The basis for making proteins is common to all cells and hence all organisms (viruses use and depend on cells). From the microbes, bacteria and archaea, to fungi, plants and animals including us, the polymerizing of a set of 20 amino acids into thousands of kinds of proteins, usually hundreds or more amino acids in length, is a universal biological, biochemical and physiological reality.
The common feature of making proteins from amino acids is that the amino acids are specified by the Genetic Code as DNA nucleotide sequences. These are transcribed into messenger RNAs and then translated on ribosomes into proteins. Hence what is essential to the health and wellbeing of our cells, organs and bodies is the ability to synthesize proteins and to recycle them into their components: free amino acids.
We eat proteins to digest them into free amino acids so our cells can build the proteins they need from them. So why not develop a food system that relies on the free amino acids that build proteins rather than the proteins themselves? We have taken some steps in the development of this notion.
Preliminary studies, using thin layer chromatography of juices from tomatoes, salad plants, squashes and rootcrops established that indeed, free amino acids were in all of the fresh juices. We observed a common feature of our garden food plants, the presence of free amino acids in diversity and abundance, in their juices.
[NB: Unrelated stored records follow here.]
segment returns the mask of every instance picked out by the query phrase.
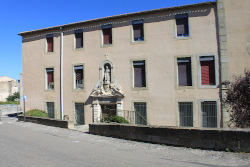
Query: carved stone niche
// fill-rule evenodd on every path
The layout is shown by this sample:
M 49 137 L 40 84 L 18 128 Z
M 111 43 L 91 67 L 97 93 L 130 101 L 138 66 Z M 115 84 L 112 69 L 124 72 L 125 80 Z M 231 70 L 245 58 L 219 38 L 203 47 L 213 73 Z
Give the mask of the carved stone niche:
M 109 60 L 101 63 L 99 68 L 99 80 L 92 90 L 91 97 L 124 97 L 121 87 L 114 77 L 114 66 Z
M 125 95 L 114 77 L 114 66 L 109 60 L 105 60 L 99 67 L 99 80 L 94 86 L 90 97 L 92 97 L 93 122 L 97 123 L 102 119 L 102 107 L 115 105 L 116 115 L 123 116 L 123 102 Z

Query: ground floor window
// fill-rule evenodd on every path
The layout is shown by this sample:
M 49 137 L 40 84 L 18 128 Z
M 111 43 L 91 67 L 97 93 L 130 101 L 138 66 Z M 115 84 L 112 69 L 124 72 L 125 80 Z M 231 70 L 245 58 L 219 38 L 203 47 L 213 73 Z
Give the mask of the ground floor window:
M 147 125 L 147 104 L 146 103 L 134 103 L 135 110 L 135 123 Z
M 201 102 L 202 112 L 202 126 L 203 127 L 217 127 L 217 102 L 203 101 Z
M 84 103 L 75 103 L 76 124 L 84 125 Z
M 54 102 L 46 102 L 46 107 L 49 118 L 55 118 Z
M 193 102 L 179 102 L 180 126 L 193 126 Z

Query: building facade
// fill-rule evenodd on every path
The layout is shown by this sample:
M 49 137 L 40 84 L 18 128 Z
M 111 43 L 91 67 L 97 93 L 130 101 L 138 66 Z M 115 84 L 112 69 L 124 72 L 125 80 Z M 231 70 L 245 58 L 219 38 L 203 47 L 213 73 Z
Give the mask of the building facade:
M 6 101 L 15 92 L 19 92 L 19 82 L 10 77 L 0 77 L 0 101 Z
M 26 111 L 226 127 L 221 83 L 249 67 L 249 6 L 218 0 L 22 32 Z

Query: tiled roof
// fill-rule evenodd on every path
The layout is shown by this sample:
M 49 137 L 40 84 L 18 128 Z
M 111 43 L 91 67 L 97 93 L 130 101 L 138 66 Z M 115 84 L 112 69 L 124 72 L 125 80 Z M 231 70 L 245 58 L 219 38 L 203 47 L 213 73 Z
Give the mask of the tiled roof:
M 37 29 L 37 30 L 32 30 L 32 31 L 24 31 L 24 32 L 21 32 L 18 35 L 22 36 L 22 35 L 30 34 L 30 33 L 34 33 L 34 32 L 51 30 L 51 29 L 58 29 L 60 27 L 69 27 L 69 26 L 72 26 L 72 25 L 89 23 L 89 22 L 94 22 L 94 21 L 95 22 L 96 21 L 103 21 L 103 20 L 106 20 L 106 19 L 114 19 L 114 18 L 119 18 L 119 17 L 127 17 L 127 16 L 140 15 L 140 14 L 149 14 L 149 13 L 154 13 L 154 12 L 161 12 L 161 11 L 181 9 L 181 8 L 190 8 L 190 7 L 202 6 L 202 5 L 208 5 L 208 4 L 216 4 L 216 2 L 215 1 L 207 1 L 207 2 L 201 2 L 201 3 L 195 3 L 195 4 L 188 4 L 188 5 L 180 5 L 180 6 L 173 6 L 173 7 L 165 7 L 165 8 L 158 8 L 158 9 L 152 9 L 152 10 L 145 10 L 145 11 L 140 11 L 140 12 L 124 13 L 124 14 L 101 17 L 101 18 L 97 18 L 97 19 L 74 22 L 74 23 L 69 23 L 69 24 L 64 24 L 64 25 L 59 25 L 59 26 L 47 27 L 47 28 L 42 28 L 42 29 Z

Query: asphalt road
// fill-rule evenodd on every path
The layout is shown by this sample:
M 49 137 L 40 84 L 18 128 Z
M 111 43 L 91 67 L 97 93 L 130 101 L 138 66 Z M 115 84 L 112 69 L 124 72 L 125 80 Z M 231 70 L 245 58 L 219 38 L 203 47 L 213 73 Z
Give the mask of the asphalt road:
M 250 166 L 250 154 L 163 146 L 3 117 L 0 167 Z

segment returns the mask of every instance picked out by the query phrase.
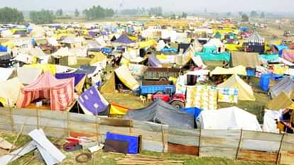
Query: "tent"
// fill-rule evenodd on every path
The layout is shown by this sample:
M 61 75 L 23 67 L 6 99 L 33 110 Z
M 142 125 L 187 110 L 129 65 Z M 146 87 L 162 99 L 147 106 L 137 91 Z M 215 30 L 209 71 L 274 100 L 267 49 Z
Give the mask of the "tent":
M 210 72 L 210 75 L 220 75 L 220 74 L 239 74 L 239 75 L 247 75 L 246 68 L 243 66 L 238 66 L 233 68 L 222 68 L 217 67 L 214 70 Z
M 114 42 L 121 44 L 136 43 L 136 41 L 131 40 L 126 34 L 122 34 L 119 38 L 115 40 Z
M 17 68 L 17 77 L 24 84 L 33 83 L 42 74 L 41 68 Z
M 202 110 L 200 120 L 202 129 L 261 131 L 256 116 L 238 107 Z
M 6 81 L 11 76 L 14 68 L 3 68 L 0 67 L 0 82 Z
M 74 101 L 74 79 L 58 80 L 49 72 L 45 72 L 21 89 L 16 106 L 26 108 L 38 98 L 50 100 L 51 110 L 66 110 Z
M 56 65 L 55 64 L 25 64 L 23 67 L 26 68 L 40 68 L 42 69 L 43 72 L 50 72 L 52 74 L 55 75 L 56 74 Z
M 118 78 L 116 81 L 116 76 Z M 126 66 L 121 66 L 114 70 L 110 79 L 101 87 L 101 92 L 102 93 L 114 92 L 119 80 L 131 91 L 135 91 L 139 87 L 138 81 L 133 77 L 129 69 Z
M 294 62 L 294 50 L 283 50 L 282 57 L 287 61 Z
M 181 129 L 194 128 L 193 114 L 183 112 L 161 100 L 158 100 L 144 108 L 129 110 L 124 118 L 159 123 Z
M 85 73 L 58 73 L 55 74 L 58 79 L 65 79 L 73 77 L 75 79 L 75 89 L 80 93 L 86 80 Z
M 110 103 L 110 110 L 111 115 L 124 115 L 130 108 L 119 105 L 114 103 Z
M 256 68 L 256 66 L 260 66 L 261 62 L 258 53 L 232 52 L 231 64 L 232 67 L 242 65 L 246 68 Z
M 92 86 L 77 98 L 82 110 L 86 115 L 98 115 L 108 108 L 108 102 L 100 94 L 96 86 Z
M 293 105 L 294 102 L 289 98 L 284 91 L 281 91 L 278 96 L 273 98 L 266 106 L 269 110 L 278 110 L 285 109 Z
M 232 75 L 226 81 L 219 84 L 217 88 L 238 89 L 239 100 L 255 101 L 254 93 L 251 86 L 248 85 L 236 74 Z
M 294 88 L 294 81 L 288 77 L 284 78 L 270 89 L 271 96 L 273 98 L 278 96 L 281 92 L 284 91 L 290 96 Z
M 22 87 L 17 78 L 0 82 L 0 103 L 4 107 L 14 107 Z

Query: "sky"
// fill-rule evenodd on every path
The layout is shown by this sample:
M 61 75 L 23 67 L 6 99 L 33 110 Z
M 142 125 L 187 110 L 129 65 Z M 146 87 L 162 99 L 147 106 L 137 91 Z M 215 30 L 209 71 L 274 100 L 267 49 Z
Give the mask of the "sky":
M 15 7 L 19 10 L 31 11 L 62 8 L 73 11 L 83 10 L 93 5 L 119 9 L 137 7 L 161 6 L 164 11 L 237 12 L 252 10 L 268 12 L 293 12 L 293 0 L 0 0 L 0 7 Z

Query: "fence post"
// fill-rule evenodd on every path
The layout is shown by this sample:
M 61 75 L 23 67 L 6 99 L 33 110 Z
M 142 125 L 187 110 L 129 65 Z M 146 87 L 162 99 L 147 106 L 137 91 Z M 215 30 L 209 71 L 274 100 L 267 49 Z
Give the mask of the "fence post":
M 282 138 L 281 138 L 280 147 L 278 148 L 277 159 L 276 159 L 276 164 L 278 164 L 278 162 L 280 161 L 280 155 L 281 155 L 281 152 L 282 151 L 282 148 L 283 148 L 283 143 L 284 142 L 284 137 L 285 137 L 285 134 L 283 134 Z
M 164 143 L 164 132 L 163 132 L 163 125 L 161 124 L 161 140 L 163 141 L 163 153 L 164 153 L 164 150 L 165 149 L 165 144 Z
M 242 142 L 242 138 L 243 138 L 243 129 L 241 129 L 240 137 L 239 138 L 238 148 L 236 152 L 236 159 L 238 159 L 239 150 L 240 149 L 241 142 Z

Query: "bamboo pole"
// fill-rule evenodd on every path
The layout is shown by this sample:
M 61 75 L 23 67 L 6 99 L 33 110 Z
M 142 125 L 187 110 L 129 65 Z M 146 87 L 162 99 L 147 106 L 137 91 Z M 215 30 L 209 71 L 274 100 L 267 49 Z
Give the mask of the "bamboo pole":
M 282 138 L 281 138 L 280 147 L 278 148 L 277 159 L 276 159 L 276 164 L 278 164 L 280 161 L 281 152 L 283 149 L 283 143 L 284 142 L 284 137 L 285 137 L 285 134 L 283 134 Z
M 242 141 L 242 138 L 243 138 L 243 129 L 241 129 L 241 132 L 240 132 L 240 137 L 239 138 L 239 144 L 238 144 L 238 148 L 236 152 L 236 159 L 238 159 L 238 156 L 239 156 L 239 150 L 240 149 L 240 146 L 241 146 L 241 142 Z

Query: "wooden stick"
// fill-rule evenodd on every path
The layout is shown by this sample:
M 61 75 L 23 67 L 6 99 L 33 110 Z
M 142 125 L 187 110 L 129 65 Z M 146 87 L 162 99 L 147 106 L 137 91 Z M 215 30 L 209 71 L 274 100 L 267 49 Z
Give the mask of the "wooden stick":
M 283 143 L 284 142 L 284 137 L 285 137 L 285 134 L 283 134 L 282 138 L 281 138 L 280 147 L 278 148 L 277 159 L 276 159 L 276 164 L 278 164 L 278 161 L 280 161 L 280 155 L 281 155 L 281 152 L 282 151 L 282 148 L 283 148 Z
M 240 149 L 241 142 L 242 141 L 242 138 L 243 138 L 243 129 L 241 129 L 240 137 L 239 138 L 238 148 L 236 152 L 236 157 L 235 157 L 236 159 L 238 159 L 239 150 Z

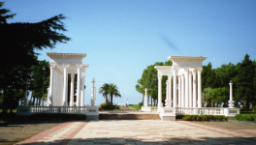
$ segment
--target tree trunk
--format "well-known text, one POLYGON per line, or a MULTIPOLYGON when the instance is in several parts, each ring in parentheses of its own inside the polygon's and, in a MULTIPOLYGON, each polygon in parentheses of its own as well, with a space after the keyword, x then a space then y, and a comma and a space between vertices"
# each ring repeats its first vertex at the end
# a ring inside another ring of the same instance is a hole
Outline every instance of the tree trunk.
POLYGON ((33 97, 33 103, 32 105, 35 105, 35 97, 33 97))
POLYGON ((144 95, 143 95, 143 105, 144 105, 144 95))
POLYGON ((39 100, 38 100, 38 102, 38 102, 38 105, 40 105, 40 103, 41 103, 41 100, 42 100, 42 97, 40 97, 39 100))
POLYGON ((111 104, 112 105, 112 94, 111 94, 111 104))
POLYGON ((245 110, 248 111, 250 108, 249 102, 246 101, 244 103, 245 103, 245 110))
POLYGON ((4 86, 4 102, 3 102, 3 112, 2 113, 7 113, 7 109, 6 109, 6 86, 4 86))
POLYGON ((252 101, 252 111, 255 111, 255 101, 252 101))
Thanks to Dave (Munk) Bergen introducing us to S. Gurusiddiah, at that time the head of the Bioanalytical Laboratory, Washington State University, Pullman, WA, we began a collaboration which lasted many years. This allowed us to grow myriad crops under organic conditions and to analyze their juices for free amino acids using HPLC (High Performance Liquid Chromatography).
The results of hundreds of analyses are presented in six papers. This work has been done and is presented for the wellbeing of humanity and in the public domain as a common resource for improving our lives.